Video game adaptions get a bad rep. Admittedly, most of them are full of horse shit, but some of them do at least have a little guilty entertainment in them. Stuff like Mortal Kombat are moderately entertaining for what they are trying to achieve. Christophe Gans’ adaption of the psychological horror game Silent Hill I regard as the best video game adaption of all time. Many critics unfairly panned it for being “like watching someone play the game for 2 hours”. There is a lot more to the story than that. Like the video game it focuses on family and what we’ll do to save our loved ones. The best thing about the movie though are the creature/monster designs. There are some awesome monsters like the weird little children things, the demon nurses, and of course Pyramid Head himself; but the best one has to be the twisted bald dude that has been held captive in the toilet (in the picture). The only thing that is terrible about the movie is the performance from Sean Bean, which comes as a bit of a shock, as Sean Bean usually kicks ten thousand flavors of pure ass. The problem is that for some stupid reason he speaks with a horrible American accent. It’s terribly distracting as his Sheffield roots keep coming through the odd syllable.

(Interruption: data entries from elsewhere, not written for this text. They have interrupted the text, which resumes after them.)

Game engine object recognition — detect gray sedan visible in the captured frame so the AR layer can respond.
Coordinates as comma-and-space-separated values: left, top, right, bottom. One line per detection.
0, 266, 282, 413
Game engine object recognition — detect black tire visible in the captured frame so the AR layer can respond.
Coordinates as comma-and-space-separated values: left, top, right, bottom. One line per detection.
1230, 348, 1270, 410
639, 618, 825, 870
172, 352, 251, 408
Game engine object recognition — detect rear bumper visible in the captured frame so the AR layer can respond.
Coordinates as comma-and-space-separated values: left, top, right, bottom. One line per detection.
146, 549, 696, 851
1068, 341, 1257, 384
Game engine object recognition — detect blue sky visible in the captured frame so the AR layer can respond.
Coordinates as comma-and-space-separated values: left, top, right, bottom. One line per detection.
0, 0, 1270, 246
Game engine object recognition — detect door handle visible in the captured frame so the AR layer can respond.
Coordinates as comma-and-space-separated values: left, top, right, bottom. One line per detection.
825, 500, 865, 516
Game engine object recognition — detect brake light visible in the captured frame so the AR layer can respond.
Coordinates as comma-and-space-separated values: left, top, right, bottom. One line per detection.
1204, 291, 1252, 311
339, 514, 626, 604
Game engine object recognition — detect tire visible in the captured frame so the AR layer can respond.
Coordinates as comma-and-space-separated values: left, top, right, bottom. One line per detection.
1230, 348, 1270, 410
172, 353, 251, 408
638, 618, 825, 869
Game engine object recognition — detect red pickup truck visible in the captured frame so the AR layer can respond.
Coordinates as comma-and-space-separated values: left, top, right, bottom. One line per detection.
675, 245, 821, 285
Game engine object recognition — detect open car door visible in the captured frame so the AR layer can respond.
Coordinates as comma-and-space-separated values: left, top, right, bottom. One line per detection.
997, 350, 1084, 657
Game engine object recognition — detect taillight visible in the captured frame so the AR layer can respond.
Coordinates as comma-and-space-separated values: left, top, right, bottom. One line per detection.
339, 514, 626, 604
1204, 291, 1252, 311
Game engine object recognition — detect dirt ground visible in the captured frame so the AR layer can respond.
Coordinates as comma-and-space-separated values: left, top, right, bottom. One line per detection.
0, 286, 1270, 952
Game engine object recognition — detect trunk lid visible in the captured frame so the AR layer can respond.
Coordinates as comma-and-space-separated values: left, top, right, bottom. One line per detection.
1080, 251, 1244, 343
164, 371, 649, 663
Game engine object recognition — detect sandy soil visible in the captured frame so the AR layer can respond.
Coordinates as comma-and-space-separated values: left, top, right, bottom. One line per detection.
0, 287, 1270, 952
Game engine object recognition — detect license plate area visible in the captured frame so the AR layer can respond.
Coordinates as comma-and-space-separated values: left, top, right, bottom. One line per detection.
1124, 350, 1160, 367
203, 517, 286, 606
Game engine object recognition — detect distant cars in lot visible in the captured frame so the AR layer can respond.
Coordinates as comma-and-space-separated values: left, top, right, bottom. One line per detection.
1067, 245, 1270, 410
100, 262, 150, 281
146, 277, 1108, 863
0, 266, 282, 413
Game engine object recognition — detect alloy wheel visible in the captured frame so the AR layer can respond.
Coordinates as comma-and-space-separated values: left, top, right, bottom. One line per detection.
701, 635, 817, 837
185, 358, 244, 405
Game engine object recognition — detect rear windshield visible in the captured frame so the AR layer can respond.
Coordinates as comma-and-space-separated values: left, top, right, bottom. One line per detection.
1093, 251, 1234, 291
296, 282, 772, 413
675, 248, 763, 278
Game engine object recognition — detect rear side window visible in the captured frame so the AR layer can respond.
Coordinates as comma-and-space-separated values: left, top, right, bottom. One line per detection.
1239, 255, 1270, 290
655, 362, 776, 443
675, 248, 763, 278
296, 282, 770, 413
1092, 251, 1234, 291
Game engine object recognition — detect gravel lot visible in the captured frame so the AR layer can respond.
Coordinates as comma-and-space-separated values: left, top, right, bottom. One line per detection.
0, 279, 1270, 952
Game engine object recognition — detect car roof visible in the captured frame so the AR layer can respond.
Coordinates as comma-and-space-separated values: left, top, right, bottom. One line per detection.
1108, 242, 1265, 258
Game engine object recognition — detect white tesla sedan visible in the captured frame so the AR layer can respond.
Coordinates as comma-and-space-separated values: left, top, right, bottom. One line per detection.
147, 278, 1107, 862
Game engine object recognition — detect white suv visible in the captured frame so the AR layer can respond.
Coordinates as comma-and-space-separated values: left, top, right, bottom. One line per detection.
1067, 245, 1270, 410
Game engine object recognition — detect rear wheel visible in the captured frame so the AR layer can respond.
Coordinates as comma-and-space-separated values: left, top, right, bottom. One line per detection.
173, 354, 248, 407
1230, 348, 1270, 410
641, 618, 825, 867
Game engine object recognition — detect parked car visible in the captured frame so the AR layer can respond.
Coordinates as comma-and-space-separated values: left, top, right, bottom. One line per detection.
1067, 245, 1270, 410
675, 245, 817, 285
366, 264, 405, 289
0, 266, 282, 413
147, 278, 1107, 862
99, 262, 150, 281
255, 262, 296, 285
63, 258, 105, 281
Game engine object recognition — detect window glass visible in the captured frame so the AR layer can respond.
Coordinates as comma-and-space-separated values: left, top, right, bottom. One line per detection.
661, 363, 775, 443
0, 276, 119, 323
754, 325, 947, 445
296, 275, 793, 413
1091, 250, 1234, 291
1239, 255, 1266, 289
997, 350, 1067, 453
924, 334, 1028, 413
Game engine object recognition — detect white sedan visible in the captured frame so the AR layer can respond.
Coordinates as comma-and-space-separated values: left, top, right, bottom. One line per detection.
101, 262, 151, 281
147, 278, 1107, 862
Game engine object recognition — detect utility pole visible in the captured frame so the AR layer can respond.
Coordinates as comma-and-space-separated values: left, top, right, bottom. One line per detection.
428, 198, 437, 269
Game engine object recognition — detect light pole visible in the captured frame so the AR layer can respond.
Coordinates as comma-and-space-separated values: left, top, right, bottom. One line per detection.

28. Road To Perdition (2002) dir. Sam Mendes

Easily my favorite Tom Hanks movie. It’s such a departure for the actor as well. He’s such a badass in this movie. Hanks plays Mike Sullivan, a mafia hitman who’s son witnesses one of his kills. The mafia send out another hitman (Daniel Craig) to kill Hanks’ wife and other child, and Hanks quickly goes on the run with his surviving son, all the while he is being tracked by a deadly assassin played by Jude Law. Road To Perdition is a gangster film that takes us back to the days of The Godfather and Goodfellows. And there in lies its only real flaw; Road To Perdition is just a little too familiar. Whilst watching it you get the exact same feeling watching such films as Shawshank Redemption and Miller’s Crossing. Everything in the film feels like something you’ve seen before, but that doesn’t stop the emotion being true or the odd spout of action being thrilling. It’s a beautifully shot movie with a stunning score by Thomas Newman (American Beauty, The Green Mile). The noir-style cinematography is stunning. The whole film, however, is held firmly together by its simply phenomenal performances. I’ve never been a fan of Tom Hanks, but here he is an absolute talent. A very tragic character who has never realized how to hold his family dear until they are taken away from him. Likewise the performances by Paul Newman and Jude Law are equally as enthralling. Especially Jude Law, he is fucking shit scary in this movie. Just a moving force of weird emotions and sheer brutality.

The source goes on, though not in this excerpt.